Still, why would a mother and son in Hamburg, Germany, take in a stranger off the street who appears to be deranged or dangerous, only to find that he's a Chechen Muslim who escaped torture and imprisonment to come to Germany to claim an inheritence from his Russian father who sired him out of wedlock? At the risk of being deported, this mother and son hook Issa, the stranger, up with a lawyer who represents immigrants in danger of being deported. The atty. Anabelle, hooks Issa up with a British banker, Tommy Brue, who holds the key to the money that will give Issa the freedom to study medicine and help the downtrodden Muslims of Chechnya. In my naivete, I wanted to believe that Tommy and Anabelle were truly good people caught up in something beyond their abilities. By the end of the book, as they were manipulated by German, British and U.S. forces, I wasn't so sure.

To be continued....I have to mow the lawn and the post is getting too long! Thanks for reading...

Friday, June 19, 2009

I have been reading, honest!

What happened? More than 2 weeks without writing. Here's the problem. I've been reading everyone else's blogs. In trying to figure out how to get my blog out there to more readers I've been looking at others and evaluating what they do that I don't. For one thing, most book blogs are much more colorful. They fill the page with cover art, pictures and links but, dare I say it? They aren't always that interesting. Sometimes they all seem to be saying the same thing about the same books and then I throw in the towel. It's just my style but I like a little personality thrown in with the books reviews. How what's going on in my life affects my choices and vice-versa is important to me.
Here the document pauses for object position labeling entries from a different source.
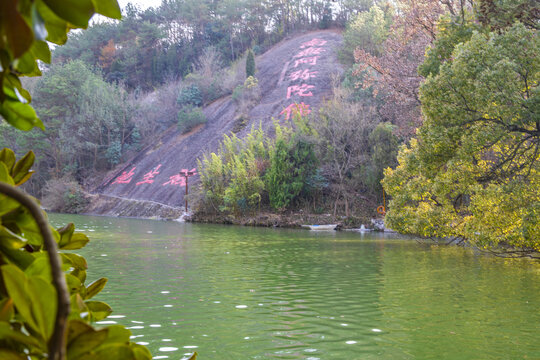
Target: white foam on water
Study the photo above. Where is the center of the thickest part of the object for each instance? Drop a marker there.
(167, 348)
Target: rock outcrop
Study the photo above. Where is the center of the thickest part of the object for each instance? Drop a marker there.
(295, 75)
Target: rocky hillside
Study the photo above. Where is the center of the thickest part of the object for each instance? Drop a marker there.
(296, 73)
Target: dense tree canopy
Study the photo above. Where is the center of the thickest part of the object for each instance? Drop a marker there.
(474, 173)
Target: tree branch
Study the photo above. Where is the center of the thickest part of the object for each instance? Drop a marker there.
(57, 342)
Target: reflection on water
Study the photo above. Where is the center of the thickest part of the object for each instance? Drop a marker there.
(251, 293)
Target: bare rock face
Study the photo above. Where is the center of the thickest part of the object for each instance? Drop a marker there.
(295, 75)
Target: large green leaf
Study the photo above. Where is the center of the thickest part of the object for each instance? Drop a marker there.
(40, 50)
(7, 156)
(27, 65)
(95, 287)
(6, 309)
(18, 34)
(74, 284)
(10, 240)
(76, 261)
(20, 115)
(77, 12)
(22, 259)
(44, 312)
(38, 25)
(16, 284)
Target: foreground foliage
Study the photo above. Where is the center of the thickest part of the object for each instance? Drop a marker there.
(46, 309)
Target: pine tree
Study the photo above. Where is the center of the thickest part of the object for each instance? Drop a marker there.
(250, 64)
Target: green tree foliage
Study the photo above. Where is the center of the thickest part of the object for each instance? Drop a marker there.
(232, 179)
(474, 171)
(148, 48)
(28, 297)
(292, 161)
(89, 122)
(383, 146)
(250, 64)
(257, 171)
(190, 95)
(46, 309)
(367, 31)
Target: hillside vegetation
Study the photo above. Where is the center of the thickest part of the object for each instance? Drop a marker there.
(438, 97)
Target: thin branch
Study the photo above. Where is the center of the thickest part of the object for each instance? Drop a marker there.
(57, 342)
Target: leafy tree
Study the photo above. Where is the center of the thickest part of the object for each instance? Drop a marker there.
(343, 144)
(292, 161)
(250, 64)
(475, 169)
(366, 31)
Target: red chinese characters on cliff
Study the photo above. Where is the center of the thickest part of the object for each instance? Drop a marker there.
(300, 90)
(180, 179)
(313, 42)
(293, 109)
(303, 75)
(309, 60)
(310, 52)
(126, 177)
(148, 178)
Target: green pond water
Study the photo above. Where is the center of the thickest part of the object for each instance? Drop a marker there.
(253, 293)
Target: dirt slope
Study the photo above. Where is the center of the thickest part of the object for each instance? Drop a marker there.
(297, 70)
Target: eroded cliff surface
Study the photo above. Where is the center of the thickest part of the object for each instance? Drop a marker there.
(296, 73)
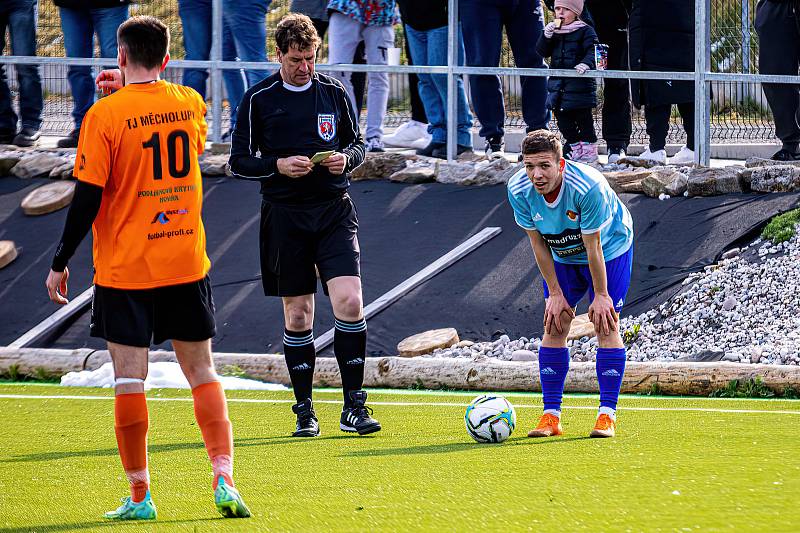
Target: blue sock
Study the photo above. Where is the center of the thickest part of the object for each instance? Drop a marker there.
(610, 369)
(553, 367)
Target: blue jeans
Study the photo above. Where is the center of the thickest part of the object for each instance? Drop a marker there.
(79, 27)
(430, 48)
(20, 17)
(247, 20)
(483, 22)
(196, 20)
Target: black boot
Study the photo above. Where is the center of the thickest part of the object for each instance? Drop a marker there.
(356, 418)
(307, 425)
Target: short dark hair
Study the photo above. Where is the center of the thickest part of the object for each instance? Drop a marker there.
(296, 31)
(539, 141)
(145, 40)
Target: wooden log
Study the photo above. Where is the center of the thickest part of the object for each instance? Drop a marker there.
(437, 373)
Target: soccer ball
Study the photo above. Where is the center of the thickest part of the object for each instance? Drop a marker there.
(490, 418)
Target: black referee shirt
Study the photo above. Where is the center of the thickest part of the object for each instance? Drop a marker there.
(277, 120)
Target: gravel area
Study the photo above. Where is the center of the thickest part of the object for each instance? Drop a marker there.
(744, 309)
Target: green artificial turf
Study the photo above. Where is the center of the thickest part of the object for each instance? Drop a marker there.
(673, 466)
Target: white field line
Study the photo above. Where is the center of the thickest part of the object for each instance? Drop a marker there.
(410, 404)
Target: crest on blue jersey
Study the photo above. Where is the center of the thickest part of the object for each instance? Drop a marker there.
(326, 126)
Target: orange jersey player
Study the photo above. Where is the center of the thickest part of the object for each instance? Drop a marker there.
(140, 189)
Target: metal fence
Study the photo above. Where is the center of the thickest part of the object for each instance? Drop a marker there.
(725, 38)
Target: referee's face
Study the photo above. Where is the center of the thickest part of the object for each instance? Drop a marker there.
(297, 66)
(544, 170)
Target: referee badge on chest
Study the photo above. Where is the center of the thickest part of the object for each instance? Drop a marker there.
(326, 126)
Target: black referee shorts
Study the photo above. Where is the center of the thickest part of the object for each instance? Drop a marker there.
(295, 238)
(136, 317)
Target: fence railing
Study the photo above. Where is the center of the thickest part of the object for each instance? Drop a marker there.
(705, 74)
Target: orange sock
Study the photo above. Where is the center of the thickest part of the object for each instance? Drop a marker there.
(211, 412)
(130, 426)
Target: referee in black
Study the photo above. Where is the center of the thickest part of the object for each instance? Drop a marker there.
(307, 217)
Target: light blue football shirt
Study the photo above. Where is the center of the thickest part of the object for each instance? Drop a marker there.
(585, 204)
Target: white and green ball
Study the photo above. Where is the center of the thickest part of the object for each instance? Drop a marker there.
(490, 419)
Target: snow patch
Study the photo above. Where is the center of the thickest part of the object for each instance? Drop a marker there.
(159, 376)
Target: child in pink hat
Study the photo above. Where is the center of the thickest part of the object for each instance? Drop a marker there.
(569, 43)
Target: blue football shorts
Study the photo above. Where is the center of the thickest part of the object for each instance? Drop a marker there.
(575, 280)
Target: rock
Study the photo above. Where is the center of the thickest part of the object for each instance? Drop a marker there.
(629, 181)
(713, 181)
(7, 162)
(678, 184)
(638, 162)
(779, 178)
(48, 198)
(214, 165)
(581, 327)
(664, 181)
(63, 171)
(381, 165)
(220, 148)
(426, 342)
(730, 254)
(758, 162)
(415, 172)
(35, 165)
(524, 355)
(8, 253)
(492, 172)
(455, 172)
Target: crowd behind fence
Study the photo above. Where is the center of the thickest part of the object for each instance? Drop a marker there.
(738, 113)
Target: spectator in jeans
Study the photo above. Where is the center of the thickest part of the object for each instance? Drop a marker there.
(19, 16)
(80, 22)
(317, 11)
(778, 27)
(350, 22)
(661, 36)
(247, 20)
(427, 35)
(482, 22)
(196, 19)
(611, 24)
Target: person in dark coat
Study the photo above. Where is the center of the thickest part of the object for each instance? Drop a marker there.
(778, 27)
(661, 37)
(569, 42)
(610, 21)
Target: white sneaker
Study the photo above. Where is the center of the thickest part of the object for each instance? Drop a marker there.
(411, 134)
(616, 156)
(659, 156)
(684, 157)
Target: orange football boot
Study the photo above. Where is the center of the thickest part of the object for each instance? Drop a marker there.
(604, 427)
(549, 426)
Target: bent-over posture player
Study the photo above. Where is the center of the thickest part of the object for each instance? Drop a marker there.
(582, 239)
(140, 189)
(307, 217)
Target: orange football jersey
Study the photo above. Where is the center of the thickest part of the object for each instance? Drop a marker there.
(141, 145)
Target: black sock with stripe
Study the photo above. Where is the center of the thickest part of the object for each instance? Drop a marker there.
(350, 347)
(298, 347)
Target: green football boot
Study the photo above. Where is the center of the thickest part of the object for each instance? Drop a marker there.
(144, 510)
(229, 501)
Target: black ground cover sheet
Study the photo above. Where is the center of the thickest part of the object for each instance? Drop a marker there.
(494, 290)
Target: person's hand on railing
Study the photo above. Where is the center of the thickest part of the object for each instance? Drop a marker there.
(110, 80)
(582, 68)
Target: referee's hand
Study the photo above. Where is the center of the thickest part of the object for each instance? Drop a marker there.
(296, 166)
(335, 163)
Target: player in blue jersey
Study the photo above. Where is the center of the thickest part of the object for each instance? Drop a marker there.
(582, 238)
I guess that's why I was so surprised to find that there's a minor controversy going on at Library Journal right how about the new format for reviews. I have not been given a written instruction as to the new format but read about it online after having noticed it in the June 1st issue. The basic plot of the book is set out for the reader and then there's a section marked "Verdict" where the reviewer gets to be a bit more out there in terms of raves or pans. It looked a bit funky at first but the further I read, the more I liked it. The reviewers sounded more human, as if they were actually talking to real people - much more blog like. I think it will fit my writing style so I made a comment on the forum encouraging people to give it a try.
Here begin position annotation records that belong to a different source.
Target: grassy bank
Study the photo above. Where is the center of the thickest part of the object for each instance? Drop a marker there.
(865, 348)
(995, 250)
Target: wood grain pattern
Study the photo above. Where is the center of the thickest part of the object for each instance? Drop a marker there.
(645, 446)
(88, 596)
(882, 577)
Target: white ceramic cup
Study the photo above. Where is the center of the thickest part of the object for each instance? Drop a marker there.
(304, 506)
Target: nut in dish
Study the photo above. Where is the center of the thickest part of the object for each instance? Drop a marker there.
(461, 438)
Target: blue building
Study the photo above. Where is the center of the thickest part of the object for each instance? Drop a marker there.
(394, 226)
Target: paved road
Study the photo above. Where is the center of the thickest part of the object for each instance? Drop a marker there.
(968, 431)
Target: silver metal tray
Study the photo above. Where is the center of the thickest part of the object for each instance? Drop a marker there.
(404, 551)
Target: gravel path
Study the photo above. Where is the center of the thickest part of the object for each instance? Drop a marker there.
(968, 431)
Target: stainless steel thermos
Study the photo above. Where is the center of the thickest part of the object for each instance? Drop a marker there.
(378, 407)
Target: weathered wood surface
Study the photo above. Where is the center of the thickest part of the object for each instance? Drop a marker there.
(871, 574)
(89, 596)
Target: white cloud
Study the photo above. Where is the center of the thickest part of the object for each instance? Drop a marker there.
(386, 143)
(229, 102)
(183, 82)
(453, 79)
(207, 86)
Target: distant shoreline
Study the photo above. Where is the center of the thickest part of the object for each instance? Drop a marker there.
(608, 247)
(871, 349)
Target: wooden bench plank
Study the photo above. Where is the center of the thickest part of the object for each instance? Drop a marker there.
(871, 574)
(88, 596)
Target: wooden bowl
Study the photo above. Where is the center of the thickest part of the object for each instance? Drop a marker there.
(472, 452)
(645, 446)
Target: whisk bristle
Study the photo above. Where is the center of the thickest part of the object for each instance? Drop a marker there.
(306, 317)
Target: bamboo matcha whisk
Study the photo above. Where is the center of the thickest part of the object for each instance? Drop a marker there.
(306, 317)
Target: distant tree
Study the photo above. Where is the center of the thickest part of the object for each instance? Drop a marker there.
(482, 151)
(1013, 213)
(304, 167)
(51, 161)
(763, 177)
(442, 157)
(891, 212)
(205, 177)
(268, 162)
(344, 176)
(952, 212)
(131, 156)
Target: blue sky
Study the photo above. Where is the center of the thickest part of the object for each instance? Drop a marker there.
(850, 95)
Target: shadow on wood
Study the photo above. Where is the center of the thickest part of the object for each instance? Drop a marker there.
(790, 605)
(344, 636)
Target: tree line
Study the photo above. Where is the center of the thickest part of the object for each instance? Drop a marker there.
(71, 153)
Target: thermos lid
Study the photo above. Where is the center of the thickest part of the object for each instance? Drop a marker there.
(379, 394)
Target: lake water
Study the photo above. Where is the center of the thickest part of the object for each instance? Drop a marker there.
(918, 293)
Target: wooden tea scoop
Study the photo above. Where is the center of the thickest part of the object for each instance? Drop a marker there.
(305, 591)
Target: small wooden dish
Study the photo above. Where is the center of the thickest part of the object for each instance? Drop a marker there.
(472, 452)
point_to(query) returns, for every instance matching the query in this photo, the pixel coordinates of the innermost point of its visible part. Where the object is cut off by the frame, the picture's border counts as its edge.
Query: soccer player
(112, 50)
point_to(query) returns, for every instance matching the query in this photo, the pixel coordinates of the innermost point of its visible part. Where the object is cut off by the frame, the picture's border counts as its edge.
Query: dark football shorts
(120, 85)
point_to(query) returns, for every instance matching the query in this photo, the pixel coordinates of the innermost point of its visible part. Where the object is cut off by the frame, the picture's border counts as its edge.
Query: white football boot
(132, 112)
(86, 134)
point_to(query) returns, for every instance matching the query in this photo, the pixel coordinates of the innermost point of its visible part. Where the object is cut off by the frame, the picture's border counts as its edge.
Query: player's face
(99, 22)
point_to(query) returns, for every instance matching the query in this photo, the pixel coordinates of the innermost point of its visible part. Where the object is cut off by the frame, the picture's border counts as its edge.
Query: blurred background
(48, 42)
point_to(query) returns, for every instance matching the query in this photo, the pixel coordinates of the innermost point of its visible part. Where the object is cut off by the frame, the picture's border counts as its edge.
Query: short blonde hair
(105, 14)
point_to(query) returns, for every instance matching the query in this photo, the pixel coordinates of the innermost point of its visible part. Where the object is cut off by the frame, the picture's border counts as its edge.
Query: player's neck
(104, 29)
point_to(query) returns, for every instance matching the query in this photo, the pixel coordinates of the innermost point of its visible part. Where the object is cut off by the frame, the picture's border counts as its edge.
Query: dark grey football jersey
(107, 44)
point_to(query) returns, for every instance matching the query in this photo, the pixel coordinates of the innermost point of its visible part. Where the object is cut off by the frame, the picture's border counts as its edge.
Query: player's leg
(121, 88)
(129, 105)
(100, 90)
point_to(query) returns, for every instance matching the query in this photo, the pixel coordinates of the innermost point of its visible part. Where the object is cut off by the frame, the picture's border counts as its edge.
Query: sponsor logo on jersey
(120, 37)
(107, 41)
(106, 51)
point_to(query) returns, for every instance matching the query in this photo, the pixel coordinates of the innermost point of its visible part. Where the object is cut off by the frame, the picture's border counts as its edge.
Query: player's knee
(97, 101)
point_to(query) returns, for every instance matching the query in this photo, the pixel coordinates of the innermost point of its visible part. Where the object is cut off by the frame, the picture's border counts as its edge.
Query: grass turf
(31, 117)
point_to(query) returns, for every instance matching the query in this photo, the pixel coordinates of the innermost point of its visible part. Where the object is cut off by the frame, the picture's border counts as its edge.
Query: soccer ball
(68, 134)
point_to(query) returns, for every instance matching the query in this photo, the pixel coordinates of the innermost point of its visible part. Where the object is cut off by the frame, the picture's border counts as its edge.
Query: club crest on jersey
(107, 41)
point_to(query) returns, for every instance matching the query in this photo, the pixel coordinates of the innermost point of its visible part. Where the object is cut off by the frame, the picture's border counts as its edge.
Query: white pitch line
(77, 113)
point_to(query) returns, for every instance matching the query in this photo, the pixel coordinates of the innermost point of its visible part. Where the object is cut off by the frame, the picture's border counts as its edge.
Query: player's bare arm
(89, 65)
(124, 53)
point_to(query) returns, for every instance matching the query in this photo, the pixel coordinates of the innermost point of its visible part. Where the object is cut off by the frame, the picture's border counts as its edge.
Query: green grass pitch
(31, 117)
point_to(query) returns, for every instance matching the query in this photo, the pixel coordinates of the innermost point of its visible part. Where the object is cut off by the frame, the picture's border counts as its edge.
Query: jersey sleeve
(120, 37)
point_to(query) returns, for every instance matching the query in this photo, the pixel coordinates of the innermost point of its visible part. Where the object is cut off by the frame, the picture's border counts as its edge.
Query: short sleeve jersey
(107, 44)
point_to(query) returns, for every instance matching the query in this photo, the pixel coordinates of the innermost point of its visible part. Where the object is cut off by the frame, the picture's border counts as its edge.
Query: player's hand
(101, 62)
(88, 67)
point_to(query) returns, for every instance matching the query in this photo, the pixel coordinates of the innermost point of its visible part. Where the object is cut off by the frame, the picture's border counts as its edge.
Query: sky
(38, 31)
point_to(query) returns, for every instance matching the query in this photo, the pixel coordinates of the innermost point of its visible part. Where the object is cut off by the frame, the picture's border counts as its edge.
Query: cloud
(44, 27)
I just wrote an article on summer reads for the Bonita Banner. I doubt anyone reads it but, for the few who do, I'm happy that the library is still in print. Worries abound here abound with all the budget whoo-ha.

One of the books that I can't stop raving about is The Help. I'm just blown away to think that this is a debut novel. The plot is so unlike the "same-old, same old" that seems to get published these days. Author Kathryn Stockett set her book in Jackson, Mississippi, in the early ‘60’s, where the civil rights movement had yet to gain steam. Budding journalist Skeeter Phelan, hoping to catch the imagination of an editor in New York, clandestinely meets with the black servants of the city’s most prominent families. Skeeter’s consciousness is raised as she records the sometimes funny, often heartbreaking stories of these invisible women who cook the meals, clean the clothes, and love the children of the privileged. Stockett ratchets up the tension by deftly weaving in the historical facts of Medgar Evers’ slaying and Martin Luther King Jr.’s march on Washington as Dylan sings of changing times.
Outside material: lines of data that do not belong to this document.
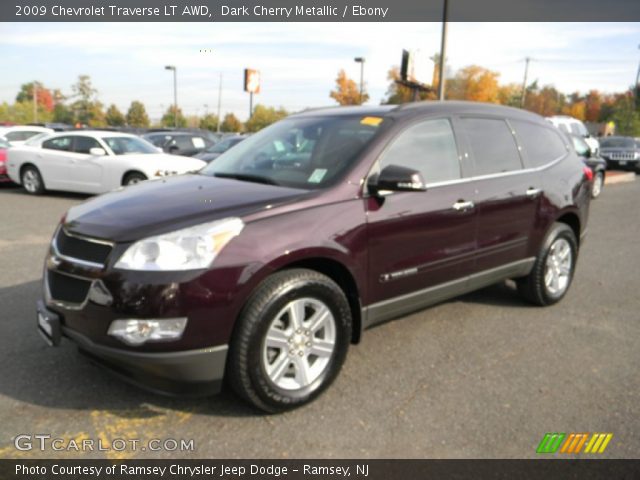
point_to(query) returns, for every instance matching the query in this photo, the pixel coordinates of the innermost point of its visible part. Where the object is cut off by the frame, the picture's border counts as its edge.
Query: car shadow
(61, 378)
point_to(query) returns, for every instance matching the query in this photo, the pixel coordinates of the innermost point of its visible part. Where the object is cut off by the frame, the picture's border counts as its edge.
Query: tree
(137, 115)
(625, 116)
(231, 123)
(474, 83)
(347, 92)
(168, 119)
(85, 95)
(263, 117)
(114, 116)
(44, 96)
(209, 122)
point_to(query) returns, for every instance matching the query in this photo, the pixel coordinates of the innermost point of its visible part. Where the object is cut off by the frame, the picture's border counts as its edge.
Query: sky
(299, 61)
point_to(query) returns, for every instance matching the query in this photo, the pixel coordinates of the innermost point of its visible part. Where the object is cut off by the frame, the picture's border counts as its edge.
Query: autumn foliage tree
(347, 91)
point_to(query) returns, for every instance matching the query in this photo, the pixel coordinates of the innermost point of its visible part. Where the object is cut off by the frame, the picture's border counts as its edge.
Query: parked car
(91, 162)
(264, 266)
(214, 151)
(573, 126)
(179, 143)
(19, 134)
(596, 163)
(4, 145)
(621, 152)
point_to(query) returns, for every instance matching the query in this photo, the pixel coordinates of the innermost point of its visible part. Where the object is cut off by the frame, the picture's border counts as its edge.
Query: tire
(267, 372)
(133, 178)
(32, 180)
(598, 183)
(536, 287)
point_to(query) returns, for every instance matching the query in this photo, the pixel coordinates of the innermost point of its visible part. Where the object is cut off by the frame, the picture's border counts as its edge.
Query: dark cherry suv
(266, 265)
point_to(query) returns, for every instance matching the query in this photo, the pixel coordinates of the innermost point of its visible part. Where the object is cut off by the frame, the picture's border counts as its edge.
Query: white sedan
(91, 162)
(19, 134)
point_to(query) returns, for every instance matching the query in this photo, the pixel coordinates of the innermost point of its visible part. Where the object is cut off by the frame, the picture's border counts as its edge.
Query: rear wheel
(291, 340)
(553, 270)
(598, 182)
(133, 178)
(32, 180)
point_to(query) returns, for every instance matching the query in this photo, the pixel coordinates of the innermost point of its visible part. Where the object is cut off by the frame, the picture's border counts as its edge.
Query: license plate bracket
(48, 325)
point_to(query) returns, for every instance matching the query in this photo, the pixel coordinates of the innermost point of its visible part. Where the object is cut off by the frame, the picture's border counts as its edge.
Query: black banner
(317, 10)
(320, 469)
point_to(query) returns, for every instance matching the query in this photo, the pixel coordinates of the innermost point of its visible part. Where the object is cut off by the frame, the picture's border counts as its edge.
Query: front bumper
(191, 372)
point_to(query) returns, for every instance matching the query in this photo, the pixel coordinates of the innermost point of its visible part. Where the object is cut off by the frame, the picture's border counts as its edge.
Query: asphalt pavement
(482, 376)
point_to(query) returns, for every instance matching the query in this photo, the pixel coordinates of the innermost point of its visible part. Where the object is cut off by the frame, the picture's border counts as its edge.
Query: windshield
(36, 139)
(307, 152)
(223, 145)
(127, 145)
(617, 142)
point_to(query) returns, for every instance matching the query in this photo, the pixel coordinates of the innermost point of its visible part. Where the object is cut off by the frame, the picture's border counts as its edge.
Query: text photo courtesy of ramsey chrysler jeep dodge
(262, 268)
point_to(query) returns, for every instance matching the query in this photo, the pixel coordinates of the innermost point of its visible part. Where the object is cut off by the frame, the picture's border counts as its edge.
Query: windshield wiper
(247, 177)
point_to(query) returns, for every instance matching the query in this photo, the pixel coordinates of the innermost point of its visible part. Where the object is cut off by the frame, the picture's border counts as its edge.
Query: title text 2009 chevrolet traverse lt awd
(266, 265)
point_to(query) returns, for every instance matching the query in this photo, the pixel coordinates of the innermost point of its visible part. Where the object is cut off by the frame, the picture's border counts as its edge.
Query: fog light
(137, 332)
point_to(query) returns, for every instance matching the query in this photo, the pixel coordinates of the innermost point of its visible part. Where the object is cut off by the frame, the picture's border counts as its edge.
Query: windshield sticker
(317, 175)
(372, 121)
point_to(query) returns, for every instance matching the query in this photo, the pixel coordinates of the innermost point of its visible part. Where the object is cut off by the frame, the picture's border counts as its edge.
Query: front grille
(82, 249)
(64, 288)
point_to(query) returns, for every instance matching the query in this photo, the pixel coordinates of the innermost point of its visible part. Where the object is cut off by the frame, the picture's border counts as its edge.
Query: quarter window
(542, 145)
(428, 147)
(492, 144)
(58, 143)
(85, 144)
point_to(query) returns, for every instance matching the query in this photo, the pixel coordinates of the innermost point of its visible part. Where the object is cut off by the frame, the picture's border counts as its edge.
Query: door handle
(462, 205)
(533, 192)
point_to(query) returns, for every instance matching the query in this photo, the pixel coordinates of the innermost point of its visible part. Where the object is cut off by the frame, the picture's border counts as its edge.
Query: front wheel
(291, 340)
(553, 270)
(32, 180)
Listening to the downloadable version was especially rewarding as the various readers really brought the characters of Abeline and Minny to life. One gets a sense of the courage that it took for these two women to tell their stories of slave labor and abuse to a white woman, not to mention the fear they felt for their jobs and lives when and if the published volume hit the streets. I can't recommend this book enough. Great fodder for discussion.

At the risk of being too wordy I'll just say that I have three other books that I've just finished or am almost done with and I want to tell you about all of them. Plus I just began listening to Renegade, Richard Wolffe's behind the scenes look at "the making of the president," not to be confused with but getting lots of comparisons to the penultimate political book by Theodore White about JFK. More tomorrow if the U.S. Open gets rained out.